これまでスマホのRAM(メモリ)は、アプリをいくつか同時に開くための「作業机」のようなものでした。8GBもあれば十分広い机でした。
しかし、AIをスマホ本体でサクサク動かすには、AIという「巨大な辞書」を常に机の上に広げておく必要があります。
- これまで: アプリだけ開ければいい(8GBで快適)
- 2026年〜: アプリ + 巨大なAIも広げたい(12GB〜16GBないと机が埋まる)
このため、本来なら「全機種メモリ増量!」と行きたいところですが、世界中でAI用チップの奪い合いが起きており、メモリの価格が高騰しています。これが次の問題を引き起こします。
2. 2026年のスマホに起こる「二極化」現象
メモリが高すぎて、メーカーが全員に十分な量を配れなくなるため、2026年のスマホはハッキリと「二極化」すると予測されています。
A. 超ハイエンド(Pro/Ultraモデル)
- 進化: 最新規格「LPDDR6」というメモリが登場し始めます。
- 特徴: 今までよりデータの転送速度が劇的に速く、AI処理が爆速になります。
- 容量: 16GB〜24GBが標準に。
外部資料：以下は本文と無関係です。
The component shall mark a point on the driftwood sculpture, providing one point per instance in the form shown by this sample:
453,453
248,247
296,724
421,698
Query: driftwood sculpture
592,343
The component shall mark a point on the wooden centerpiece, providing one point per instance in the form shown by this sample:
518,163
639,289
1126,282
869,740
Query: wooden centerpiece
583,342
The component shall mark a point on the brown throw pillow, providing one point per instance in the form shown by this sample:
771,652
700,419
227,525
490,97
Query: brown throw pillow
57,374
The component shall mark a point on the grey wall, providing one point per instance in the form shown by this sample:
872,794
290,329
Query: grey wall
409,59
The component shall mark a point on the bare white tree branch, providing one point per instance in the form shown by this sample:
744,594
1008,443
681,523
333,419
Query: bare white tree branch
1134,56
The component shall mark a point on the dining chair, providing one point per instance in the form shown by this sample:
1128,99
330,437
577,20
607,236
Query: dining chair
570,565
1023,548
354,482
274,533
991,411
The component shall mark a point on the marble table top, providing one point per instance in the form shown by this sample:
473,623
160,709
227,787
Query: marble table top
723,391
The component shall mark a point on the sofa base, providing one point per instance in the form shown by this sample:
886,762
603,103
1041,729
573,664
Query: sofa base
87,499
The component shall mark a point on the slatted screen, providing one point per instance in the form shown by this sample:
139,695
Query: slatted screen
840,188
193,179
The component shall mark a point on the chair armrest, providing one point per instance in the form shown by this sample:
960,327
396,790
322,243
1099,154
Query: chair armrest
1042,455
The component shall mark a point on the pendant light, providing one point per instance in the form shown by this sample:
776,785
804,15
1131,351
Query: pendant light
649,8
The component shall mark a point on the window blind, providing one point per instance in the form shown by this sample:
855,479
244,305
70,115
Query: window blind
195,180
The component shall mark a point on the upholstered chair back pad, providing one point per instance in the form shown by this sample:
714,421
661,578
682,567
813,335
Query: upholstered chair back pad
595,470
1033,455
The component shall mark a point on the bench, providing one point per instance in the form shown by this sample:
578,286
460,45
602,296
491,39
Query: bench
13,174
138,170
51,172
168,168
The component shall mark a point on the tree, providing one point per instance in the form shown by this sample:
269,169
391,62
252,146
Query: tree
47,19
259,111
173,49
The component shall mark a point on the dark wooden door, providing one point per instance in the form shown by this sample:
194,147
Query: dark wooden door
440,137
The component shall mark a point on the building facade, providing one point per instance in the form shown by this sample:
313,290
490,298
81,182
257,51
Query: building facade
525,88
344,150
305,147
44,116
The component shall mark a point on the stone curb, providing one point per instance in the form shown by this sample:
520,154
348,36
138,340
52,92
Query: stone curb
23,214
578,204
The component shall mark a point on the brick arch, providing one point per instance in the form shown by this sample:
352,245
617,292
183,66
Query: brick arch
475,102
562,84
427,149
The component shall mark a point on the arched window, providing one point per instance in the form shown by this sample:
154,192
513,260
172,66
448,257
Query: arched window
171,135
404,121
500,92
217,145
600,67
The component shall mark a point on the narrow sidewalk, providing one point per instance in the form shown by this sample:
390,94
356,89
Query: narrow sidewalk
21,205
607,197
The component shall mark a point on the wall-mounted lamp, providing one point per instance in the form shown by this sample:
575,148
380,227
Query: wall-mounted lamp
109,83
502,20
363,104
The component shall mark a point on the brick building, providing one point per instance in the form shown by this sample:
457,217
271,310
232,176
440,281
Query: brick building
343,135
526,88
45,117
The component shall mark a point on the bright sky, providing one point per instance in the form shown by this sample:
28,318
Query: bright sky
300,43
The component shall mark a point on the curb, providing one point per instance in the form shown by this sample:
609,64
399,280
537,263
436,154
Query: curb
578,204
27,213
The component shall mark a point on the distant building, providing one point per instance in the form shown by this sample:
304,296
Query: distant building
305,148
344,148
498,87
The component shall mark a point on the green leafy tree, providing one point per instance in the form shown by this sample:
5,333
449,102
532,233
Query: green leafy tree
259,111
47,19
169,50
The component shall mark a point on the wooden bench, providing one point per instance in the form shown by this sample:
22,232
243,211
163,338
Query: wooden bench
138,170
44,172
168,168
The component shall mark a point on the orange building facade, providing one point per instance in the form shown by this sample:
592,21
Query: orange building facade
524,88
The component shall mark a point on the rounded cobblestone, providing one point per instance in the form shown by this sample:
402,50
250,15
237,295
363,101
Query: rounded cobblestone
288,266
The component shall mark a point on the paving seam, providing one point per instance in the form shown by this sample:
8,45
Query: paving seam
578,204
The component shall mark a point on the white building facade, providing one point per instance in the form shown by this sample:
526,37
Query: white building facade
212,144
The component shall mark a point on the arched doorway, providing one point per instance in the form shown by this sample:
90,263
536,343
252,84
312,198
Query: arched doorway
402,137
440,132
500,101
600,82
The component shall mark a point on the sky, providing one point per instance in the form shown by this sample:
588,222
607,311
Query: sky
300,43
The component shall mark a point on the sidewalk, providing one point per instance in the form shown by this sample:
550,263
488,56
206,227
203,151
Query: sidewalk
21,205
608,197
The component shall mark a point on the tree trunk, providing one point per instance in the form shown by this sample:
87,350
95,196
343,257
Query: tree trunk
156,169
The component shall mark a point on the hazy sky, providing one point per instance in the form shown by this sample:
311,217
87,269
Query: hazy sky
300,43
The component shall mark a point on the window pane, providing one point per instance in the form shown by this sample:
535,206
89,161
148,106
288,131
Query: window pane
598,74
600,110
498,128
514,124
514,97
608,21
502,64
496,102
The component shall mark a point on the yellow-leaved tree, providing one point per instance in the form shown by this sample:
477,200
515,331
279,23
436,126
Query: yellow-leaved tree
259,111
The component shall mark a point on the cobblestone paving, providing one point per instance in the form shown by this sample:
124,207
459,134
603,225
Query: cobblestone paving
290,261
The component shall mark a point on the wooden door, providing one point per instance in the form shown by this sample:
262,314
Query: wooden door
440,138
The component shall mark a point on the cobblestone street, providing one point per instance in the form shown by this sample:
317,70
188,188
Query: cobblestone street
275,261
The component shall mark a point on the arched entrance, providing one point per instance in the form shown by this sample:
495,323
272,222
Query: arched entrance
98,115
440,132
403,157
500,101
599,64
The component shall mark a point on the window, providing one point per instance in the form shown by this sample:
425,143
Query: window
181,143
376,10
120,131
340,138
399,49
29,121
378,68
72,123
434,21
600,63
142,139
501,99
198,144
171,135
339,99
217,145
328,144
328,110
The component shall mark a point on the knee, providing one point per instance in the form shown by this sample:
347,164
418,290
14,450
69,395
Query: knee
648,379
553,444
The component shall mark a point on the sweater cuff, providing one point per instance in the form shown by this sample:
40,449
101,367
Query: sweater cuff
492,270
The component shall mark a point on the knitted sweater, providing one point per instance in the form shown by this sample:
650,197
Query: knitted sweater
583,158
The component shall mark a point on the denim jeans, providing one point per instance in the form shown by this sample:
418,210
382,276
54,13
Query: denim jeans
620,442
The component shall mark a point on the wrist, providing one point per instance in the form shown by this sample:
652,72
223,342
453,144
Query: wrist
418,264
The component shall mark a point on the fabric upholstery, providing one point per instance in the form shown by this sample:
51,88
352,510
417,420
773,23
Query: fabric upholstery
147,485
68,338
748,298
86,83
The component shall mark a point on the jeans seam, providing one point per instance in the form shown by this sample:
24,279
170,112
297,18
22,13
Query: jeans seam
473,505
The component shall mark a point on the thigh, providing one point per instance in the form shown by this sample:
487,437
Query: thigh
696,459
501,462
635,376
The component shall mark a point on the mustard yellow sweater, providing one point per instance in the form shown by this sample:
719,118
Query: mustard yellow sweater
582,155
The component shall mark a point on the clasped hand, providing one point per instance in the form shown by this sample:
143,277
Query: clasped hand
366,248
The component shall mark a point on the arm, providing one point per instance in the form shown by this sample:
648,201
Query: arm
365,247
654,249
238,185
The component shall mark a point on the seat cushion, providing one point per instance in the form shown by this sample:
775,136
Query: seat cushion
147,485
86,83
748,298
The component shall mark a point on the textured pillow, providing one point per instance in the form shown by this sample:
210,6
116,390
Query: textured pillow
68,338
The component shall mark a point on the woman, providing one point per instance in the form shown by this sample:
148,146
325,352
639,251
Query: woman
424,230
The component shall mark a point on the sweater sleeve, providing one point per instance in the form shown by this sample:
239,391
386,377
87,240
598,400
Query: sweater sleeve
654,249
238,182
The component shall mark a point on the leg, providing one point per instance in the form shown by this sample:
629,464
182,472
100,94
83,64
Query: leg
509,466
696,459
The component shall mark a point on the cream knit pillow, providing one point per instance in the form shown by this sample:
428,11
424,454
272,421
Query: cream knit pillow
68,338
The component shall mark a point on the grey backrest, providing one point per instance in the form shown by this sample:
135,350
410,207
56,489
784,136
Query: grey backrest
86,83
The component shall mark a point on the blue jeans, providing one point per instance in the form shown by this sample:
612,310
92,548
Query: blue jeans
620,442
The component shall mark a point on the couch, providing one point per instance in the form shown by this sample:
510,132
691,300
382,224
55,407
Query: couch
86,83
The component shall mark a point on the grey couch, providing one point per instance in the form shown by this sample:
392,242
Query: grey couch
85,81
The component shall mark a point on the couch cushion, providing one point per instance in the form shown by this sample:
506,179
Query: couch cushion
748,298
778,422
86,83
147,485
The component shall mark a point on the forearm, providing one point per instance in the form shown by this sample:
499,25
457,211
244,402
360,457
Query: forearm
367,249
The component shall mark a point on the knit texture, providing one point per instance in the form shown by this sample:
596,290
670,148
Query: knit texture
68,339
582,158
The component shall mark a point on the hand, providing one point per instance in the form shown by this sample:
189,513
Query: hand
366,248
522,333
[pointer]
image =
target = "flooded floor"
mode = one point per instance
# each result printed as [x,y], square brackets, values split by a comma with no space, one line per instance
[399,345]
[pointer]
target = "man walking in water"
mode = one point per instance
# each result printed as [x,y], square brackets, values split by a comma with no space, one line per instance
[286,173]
(RAM不足で、実現されないかも)
- 代償: 価格がさらに高くなります。
B. 標準・ミドルレンジ(普通のモデル)
- 停滞・後退: 価格を抑えるために、あえてメモリを減らす機種が出てくる可能性があります。
- 現象: 「去年は12GBだったのに、今年のモデルは8GBに戻った(でもAI機能はクラウド処理で誤魔化す)」というような、実質的なスペックダウン(シュリンクフレーション)が起きると警戒されています。
3. 私たちユーザーへの影響と対策
「RAM不足」が起きると、AI機能が遅くなるだけでなく、普通のアプリの切り替えがもたついたり、バッテリーの減りが早くなったりします。
2026年にスマホを買う場合、以下の点に注意してください。
- 「8GB」は黄色信号:これまでは十分でしたが、2026年以降、AI機能をフルに使いたいなら8GBでは力不足になる可能性が高いです。長く使うなら最低でも12GB、できれば16GB搭載のモデルを選ぶのが安全圏です。
- 「Pro」への誘導が増える:メーカーは「AIを快適に使いたいならProモデルを買ってください」という売り方をしてくるはずです。標準モデルのスペック表(特にRAM容量)をよく確認する必要があります。
まとめ:2026年はどうなる?
- ハイエンド機: 「LPDDR6」搭載で超高性能になるが、価格は高い。
- 普及機: 価格維持のためにメモリが削られる恐れがある。
- 選び方: 「AIスマホ」として買うなら、RAM 12GB以上が必須ラインになる。
2026年は「とりあえず新しい方を買えば性能が上がっている」という常識が通用しづらくなる年になりそうです。もし買い替えをご検討なら、スペック表の「RAM(メモリ)」の数字をこれまで以上に厳しくチェックすることをおすすめします。